Manzi: That is broadly correct. The evidence suggests that most of the movement comes from changes in the mix of contributors and subfields entering the publication stream, rather than large shifts in the positions of the same individuals over time. In other words, newer areas of research and newer cohorts of scholars tend to be positioned further to the left under the fixed scale. Within-author changes do exist, but they appear to play a smaller role in the aggregate trend.
McBrayer: What’s the epistemic upshot? Should your findings undermine our trust in social science research?
Manzi: It should not be read as a reason to dismiss social science research. The findings show a pattern in how research is positioned, but they do not evaluate the quality of individual studies or the validity of their conclusions. At the same time, any persistent asymmetry is worth understanding because it can shape which questions are asked and how results are interpreted. The appropriate response is closer scrutiny and replication, not blanket skepticism.

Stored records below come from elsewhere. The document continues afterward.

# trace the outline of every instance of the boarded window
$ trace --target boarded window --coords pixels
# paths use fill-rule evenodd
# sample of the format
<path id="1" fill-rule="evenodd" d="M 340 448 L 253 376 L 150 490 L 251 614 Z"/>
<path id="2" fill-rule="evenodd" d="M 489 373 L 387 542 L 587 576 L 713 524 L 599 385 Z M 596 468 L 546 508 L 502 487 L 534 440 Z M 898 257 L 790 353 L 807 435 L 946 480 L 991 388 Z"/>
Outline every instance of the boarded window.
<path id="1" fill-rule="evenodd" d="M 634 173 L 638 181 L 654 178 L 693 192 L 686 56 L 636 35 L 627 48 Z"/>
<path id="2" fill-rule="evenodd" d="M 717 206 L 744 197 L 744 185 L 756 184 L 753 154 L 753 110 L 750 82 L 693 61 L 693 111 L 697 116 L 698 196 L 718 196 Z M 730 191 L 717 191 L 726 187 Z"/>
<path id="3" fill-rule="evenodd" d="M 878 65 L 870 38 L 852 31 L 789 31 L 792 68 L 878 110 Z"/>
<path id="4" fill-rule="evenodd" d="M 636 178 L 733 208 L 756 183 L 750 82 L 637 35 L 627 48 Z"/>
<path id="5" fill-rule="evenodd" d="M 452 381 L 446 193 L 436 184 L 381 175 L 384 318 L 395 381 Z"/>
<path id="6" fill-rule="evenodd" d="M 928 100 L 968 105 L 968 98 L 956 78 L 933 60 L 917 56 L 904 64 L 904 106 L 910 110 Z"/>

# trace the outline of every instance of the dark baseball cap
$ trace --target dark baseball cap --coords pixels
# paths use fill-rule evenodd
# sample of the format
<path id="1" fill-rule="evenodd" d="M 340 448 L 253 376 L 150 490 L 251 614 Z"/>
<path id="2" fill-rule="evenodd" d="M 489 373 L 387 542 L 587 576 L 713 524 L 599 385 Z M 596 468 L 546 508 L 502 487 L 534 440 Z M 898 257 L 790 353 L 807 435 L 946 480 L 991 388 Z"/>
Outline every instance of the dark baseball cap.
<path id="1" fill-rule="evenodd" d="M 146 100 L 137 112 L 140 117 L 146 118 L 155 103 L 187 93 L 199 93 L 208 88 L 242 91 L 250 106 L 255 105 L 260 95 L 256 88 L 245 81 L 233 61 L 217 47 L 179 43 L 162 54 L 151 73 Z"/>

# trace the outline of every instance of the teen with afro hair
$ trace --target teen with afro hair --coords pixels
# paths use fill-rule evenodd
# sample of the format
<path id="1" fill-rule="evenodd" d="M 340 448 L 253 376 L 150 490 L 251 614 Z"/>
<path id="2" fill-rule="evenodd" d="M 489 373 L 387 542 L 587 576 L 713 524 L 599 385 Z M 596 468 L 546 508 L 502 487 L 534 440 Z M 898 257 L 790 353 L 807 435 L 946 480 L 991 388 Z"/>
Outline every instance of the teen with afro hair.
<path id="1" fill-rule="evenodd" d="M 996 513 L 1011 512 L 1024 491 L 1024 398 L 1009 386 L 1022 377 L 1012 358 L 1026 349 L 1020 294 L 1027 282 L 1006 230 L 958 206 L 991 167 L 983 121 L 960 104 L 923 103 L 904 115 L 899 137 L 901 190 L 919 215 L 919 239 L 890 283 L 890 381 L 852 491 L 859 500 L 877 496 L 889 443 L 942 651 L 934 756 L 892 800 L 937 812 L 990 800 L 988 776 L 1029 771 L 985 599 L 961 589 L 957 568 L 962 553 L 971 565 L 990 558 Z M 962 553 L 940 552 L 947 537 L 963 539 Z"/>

McBrayer: Given all of this, what should we do? If universities were to commit to truth-seeking and knowledge transmission as their highest goals, how would this change the stream of social science research?
Manzi: Universities already articulate truth-seeking and knowledge transmission as core goals, so this question is best understood as asking how those goals are operationalized in practice. This study does not evaluate institutional performance or prescribe specific reforms, but it does highlight a measurable pattern in research output that may be relevant to ongoing discussions about how inquiry is conducted and evaluated. The appropriate response is to continue applying standard scientific norms — transparency, replication, and open debate — to ensure that findings are as robust as possible.
To learn more about HxA’s work on viewpoint diversity in higher education, see our website.




Great work, Justin, this was a very informative interview in a short essay.
I’m surprised the role of the editors of the publications in which this research was published was not mentioned (perhaps it is in the full paper).
As we know, incentives matter. If to be published requires a left bias, well… then left bias is what we shall see.
And we surely have massive evidence that this is true in certain fields: “climate science” springs immediately to mind.